Entre-temps, je savais quand et pourquoi, au milieu de mes peines, cela devient plus facile pour moi, quand, malgré tous les malheurs, la joie vient : quand la grâce de Dieu touche mon âme ; quand, avec toutes mes imperfections, je ressens encore ma connexion avec le Christ ; quand je Le sens directement en moi et moi en Lui. Ce n'est pas à cause de mes mérites - il n'y en a pas - mais à cause de Sa miséricorde « envers les publicains et les pécheurs ». Par Sa Grâce, je comprends que mon état ne dépend pas seulement et pas tant des circonstances extérieures de ma vie que de combien je suis avec le Christ. Saint Silouane l'Attahonite dit:
« Quand la paix du Christ entre dans l'âme, alors elle est heureuse de s'asseoir comme Job parmi les cendres et de voir les autres dans la gloire. »

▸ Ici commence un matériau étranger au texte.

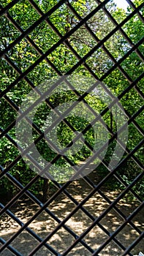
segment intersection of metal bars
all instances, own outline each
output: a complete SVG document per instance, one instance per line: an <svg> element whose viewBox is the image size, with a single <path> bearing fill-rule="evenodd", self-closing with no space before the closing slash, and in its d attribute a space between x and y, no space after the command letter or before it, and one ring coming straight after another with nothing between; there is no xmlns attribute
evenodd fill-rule
<svg viewBox="0 0 144 256"><path fill-rule="evenodd" d="M96 80L99 79L96 74L91 70L90 67L86 63L86 61L87 59L91 56L97 49L99 48L102 48L102 50L105 51L105 53L107 55L107 57L112 60L113 62L113 66L106 72L105 73L102 77L99 79L101 81L102 81L105 78L107 78L107 75L109 75L115 69L118 68L121 72L124 75L124 76L127 79L127 80L129 83L129 86L118 96L118 99L121 99L123 98L123 97L128 92L130 91L132 89L134 89L138 93L140 97L142 99L144 99L144 96L143 92L140 90L138 86L137 86L137 83L143 78L143 73L142 73L139 77L137 78L135 80L132 80L132 78L129 77L129 75L124 70L124 69L121 67L121 64L123 62L124 60L125 60L127 56L129 56L134 51L137 53L137 55L139 56L139 58L143 61L144 56L143 56L142 53L139 50L139 46L142 45L143 42L143 39L141 39L140 41L138 41L136 44L134 44L131 39L129 38L127 34L124 32L124 31L122 29L122 26L130 20L131 18L132 18L135 14L137 14L140 19L141 21L143 22L144 18L143 17L142 14L140 13L140 10L144 7L144 3L141 4L138 7L136 8L134 4L130 1L127 0L129 2L129 4L133 8L133 11L132 13L130 13L129 15L126 16L125 19L124 19L123 21L121 21L120 23L118 23L115 19L112 16L112 15L110 13L110 12L106 8L105 4L109 1L109 0L105 0L102 2L101 1L97 0L96 1L98 4L98 6L96 8L93 10L93 11L89 13L87 16L86 16L84 18L82 18L80 15L77 12L77 11L75 10L75 8L71 4L71 2L66 1L66 0L61 0L58 1L58 3L53 7L48 12L44 13L39 7L36 4L36 2L33 0L29 0L29 2L31 4L33 8L37 12L37 13L40 15L40 18L39 20L35 21L29 29L26 30L23 30L20 25L15 20L15 19L10 15L9 10L10 8L12 8L16 3L18 3L19 0L14 0L12 1L9 4L3 7L1 5L0 5L0 15L4 15L7 19L10 21L10 23L12 23L12 25L15 26L15 28L20 33L20 35L16 38L12 43L10 43L7 47L5 48L5 49L2 50L0 53L0 57L4 58L5 61L10 65L18 74L18 77L13 81L10 85L9 85L4 90L0 91L1 94L0 97L4 97L5 100L10 104L10 105L16 111L18 112L19 110L18 106L12 102L10 97L7 95L8 92L10 91L10 90L12 88L15 88L15 86L18 84L19 81L20 81L22 79L24 79L25 81L34 90L35 86L34 84L29 80L29 78L27 77L29 73L31 72L36 67L41 61L42 61L44 59L47 61L47 63L51 67L51 68L54 70L55 72L58 74L58 75L61 76L64 74L61 74L61 72L58 69L58 68L49 60L48 55L50 54L57 47L58 47L61 44L64 44L72 53L75 55L75 56L77 59L78 61L76 64L75 64L71 69L69 69L67 73L64 75L69 75L72 74L78 67L80 67L81 64L83 64L85 68L89 72L89 73ZM77 23L75 26L74 26L72 29L67 31L67 33L65 35L62 35L58 29L52 23L52 22L49 19L49 16L55 12L58 8L59 8L64 3L67 4L67 8L75 15L75 17L79 20L79 23ZM102 10L102 11L105 12L105 14L108 17L108 18L110 19L110 20L113 22L113 23L115 26L115 29L109 33L106 37L105 37L104 39L102 40L99 40L99 39L96 37L95 34L93 32L91 29L88 26L87 22L88 20L94 15L96 12L98 12L99 10ZM40 24L42 21L45 21L48 24L48 26L53 29L53 31L56 33L56 34L59 37L59 40L50 49L48 50L45 53L42 52L41 49L39 48L39 47L37 45L37 44L31 39L31 37L29 36L31 31L32 31L37 26ZM67 40L67 38L70 37L71 35L75 33L79 28L80 28L83 25L85 25L85 27L87 30L88 34L89 33L93 39L96 42L96 45L83 58L80 57L80 56L77 53L77 51L72 47L69 42ZM118 61L116 61L115 58L113 56L113 55L109 52L109 50L106 48L106 47L104 45L104 43L107 42L107 40L116 31L119 31L121 34L124 37L124 38L126 40L126 42L131 45L131 49ZM18 42L20 42L23 39L26 39L26 40L30 43L31 47L33 47L36 51L39 53L39 58L33 63L26 71L22 72L20 68L17 67L17 65L15 64L14 61L12 61L8 56L7 53L9 50L12 49L13 47ZM75 90L75 89L74 89ZM76 90L75 90L76 91ZM40 94L39 91L36 91ZM77 96L79 97L79 100L83 99L83 97L80 95L80 94L77 91L75 91L77 94ZM53 109L54 107L53 105L48 101L48 99L46 100L46 103L50 107L51 109ZM102 116L107 112L107 109L105 109L103 111L103 113L102 113ZM143 129L138 125L137 123L135 118L137 116L138 116L142 111L143 110L143 107L142 107L140 109L139 109L134 115L131 116L126 110L125 113L128 118L128 124L132 123L134 127L137 129L139 132L140 132L141 135L143 135ZM28 122L30 122L31 121L29 120L29 118L26 119ZM66 124L70 127L70 129L75 132L74 128L70 126L68 121L65 120ZM2 138L4 136L5 136L15 147L18 148L18 145L16 142L12 138L12 137L9 135L9 132L11 130L12 127L14 127L15 125L15 120L13 120L13 121L5 129L0 128L1 130L1 135L0 138ZM39 138L37 139L37 142L40 140L42 138L42 132L41 130L37 127L36 124L33 124L33 128L35 129L36 132L39 135ZM87 131L89 129L89 127L88 126L86 129L86 131ZM109 128L109 132L111 133L112 138L111 140L115 139L116 134L113 134L113 131L110 130ZM121 142L119 142L121 144ZM0 204L1 207L1 214L3 214L4 213L6 213L8 216L10 216L12 219L13 219L16 222L19 224L20 226L20 228L19 230L15 233L8 241L4 241L3 238L0 238L0 241L2 244L0 252L3 252L6 248L8 249L10 252L12 252L15 255L23 255L19 252L18 250L16 250L10 244L21 233L21 232L24 230L28 231L29 234L31 234L36 240L37 240L39 244L37 246L35 247L35 249L29 253L29 256L34 255L37 252L39 252L39 249L42 246L45 246L48 249L48 252L50 252L54 255L68 255L75 246L78 243L80 243L89 252L91 253L91 255L99 255L99 254L101 252L101 251L109 243L113 241L117 246L118 246L121 249L123 250L122 255L132 255L131 253L131 251L134 246L139 243L144 236L144 233L141 231L141 230L133 223L132 221L132 218L136 216L139 211L142 209L143 207L143 201L140 198L140 197L137 195L137 193L134 191L133 187L143 177L143 172L140 173L130 184L128 184L125 181L123 180L123 178L117 173L117 170L124 164L129 159L132 158L134 162L137 165L138 167L141 168L142 170L143 170L143 165L142 162L134 156L134 153L137 152L139 148L141 148L141 146L143 145L143 140L142 140L132 151L130 151L129 148L126 148L126 152L127 153L126 157L125 157L124 159L123 159L119 164L111 171L108 168L107 163L105 160L102 160L103 165L107 168L108 170L110 170L110 173L103 178L102 181L98 184L95 184L93 181L91 181L88 177L83 177L83 179L88 184L88 186L91 187L91 192L80 202L78 203L71 195L68 192L67 189L69 187L69 184L72 183L72 181L68 181L65 183L64 185L61 185L58 182L53 181L53 184L55 186L58 188L57 192L45 203L42 203L42 202L37 198L35 195L34 195L29 189L31 188L32 184L34 184L39 178L39 176L36 176L26 186L23 187L20 182L19 182L14 176L12 176L9 171L11 170L11 168L15 166L15 164L18 163L19 160L21 159L20 154L18 155L14 161L10 162L9 165L4 168L3 166L1 166L1 173L0 173L0 178L3 177L4 175L7 177L7 178L12 181L13 184L15 184L17 187L20 189L20 192L6 205L4 206L2 203ZM88 148L91 149L91 146L89 145L87 145ZM121 144L122 146L122 144ZM69 162L69 163L72 164L71 161L69 160L68 158L66 158L66 159ZM31 162L33 161L32 159L31 159ZM54 159L53 162L56 161ZM38 168L39 165L37 163ZM115 176L116 179L118 180L124 187L125 189L123 190L123 192L119 194L118 197L114 200L113 201L111 201L110 199L106 196L101 190L101 187L105 185L105 182L110 178ZM96 217L93 216L86 208L83 206L83 205L88 200L89 198L91 198L94 193L97 192L108 203L109 206L99 216L99 217ZM124 195L129 192L131 192L135 198L140 202L139 206L127 217L117 206L117 203L119 202L121 199L122 199ZM72 202L74 203L75 205L75 208L74 208L72 212L68 214L67 217L66 217L62 221L60 220L60 219L56 217L49 208L48 206L50 203L52 203L61 193L64 193L68 198L70 199ZM15 214L10 210L10 208L23 195L26 195L28 196L32 201L36 203L39 206L39 210L26 222L23 223ZM75 232L74 232L72 230L71 230L66 224L66 222L79 210L80 209L86 216L92 221L92 223L89 227L87 227L87 229L83 232L80 236L77 236ZM101 223L100 221L104 218L106 214L111 210L115 210L118 214L121 217L123 218L124 222L122 225L121 225L118 228L116 229L115 231L110 233ZM38 217L43 211L45 211L48 214L49 214L57 223L58 226L53 229L52 232L50 232L45 239L42 239L41 237L38 236L38 234L35 233L30 227L29 227L29 225L31 224L31 222L34 220L37 217ZM116 238L117 234L118 234L119 232L121 232L124 227L129 224L131 227L136 230L139 233L138 238L134 241L134 242L129 245L129 247L126 248L124 244L122 244L121 242L120 242L118 238ZM91 248L88 244L83 240L85 236L88 233L88 232L91 231L91 230L97 225L99 227L102 229L102 231L105 232L105 234L107 235L107 239L102 244L102 245L97 249L94 249ZM56 251L49 243L49 239L53 237L53 236L56 233L56 232L61 228L64 227L70 235L72 235L75 238L75 242L67 247L65 251L63 253L59 253L58 251Z"/></svg>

Le bonheur est possible, c'est la vie avec Dieu. Qu'est-ce qui nous sépare de Lui ? Le péché. « C'est trop difficile pour moi de me repentir », c'est comme dire : « Je suis trop malade pour être soigné. »
Il y a quelque temps, j'ai lu que la repentance ne devrait pas être un acte ponctuel, mais l'état permanent d'un chrétien ; qu'être dans l'Église, en substance, est la repentance. Qu'est-ce que cela signifie ? Que nous sommes appelés à toujours nous souvenir de notre péché et à ne pas le percevoir comme la norme. Après tout, nous sommes enclins à justifier nos péchés par leur caractère inévitable - "... car il n'y a pas d'homme qui vive qui ne pèche point" - ou même par leur "naturel".
En fait, le péché n'est pas naturel pour l'homme, et en effet c'est la blessure la plus terrible : ...le péché, quand il est engendré, produit la mort (Jas. 1:15). Et ici, il ne s'agit pas seulement de notre état d'esprit, mais de mort éternelle. Il n'y a qu'un seul moyen de salut : le repentir. Ce n'est pas un hasard si le ministère terrestre du Christ a été précédé par l'appel de saint Jean le Précurseur : Repentez-vous, car le royaume des cieux est proche (Mt. 3:2). Il n'est pas étonnant que certains startsy du monastère, lorsqu'on leur a demandé : « Que faites-vous ici, à l'intérieur de ces murs, depuis tant d'années ? » répondent souvent par un mot : « Le repentir ».
Et c'est, je le répète, ce qui m'est venu à l'esprit... Et cela a nécessité un changement radical, un tournant dans toute ma vie intérieure. Le découragement a immédiatement crié qu'un tel tournant était impossible pour moi, que je n'avais ni la résolution ni la force intérieure pour cela : je ne pouvais même pas m'empêcher de me justifier...
Et puis je me suis souvenu des paroles suivantes de l'auteur spirituel Sergueï Iosifovich Fudel :
« Notre impuissance spirituelle, bien sûr, est à moitié imaginée par nous pour justifier notre inaction. Nous pouvons encore faire quelque chose, mais nous ne le voulons vraiment pas. »
Il y a quelque chose que je peux faire, en ce moment. Un peu, vraiment. Peut-être un tout petit pas... mais il faut le faire, puis le deuxième pas suivra.
J'ai peur de la prochaine confession qui m'attend. Je crains que cela ne soit enfin réel. Cette peur est certainement une bénédiction. J'ai déjà abordé le lutrin, la Croix et l'Évangile tant de fois sans aucune crainte. Cela ne peut plus se reproduire.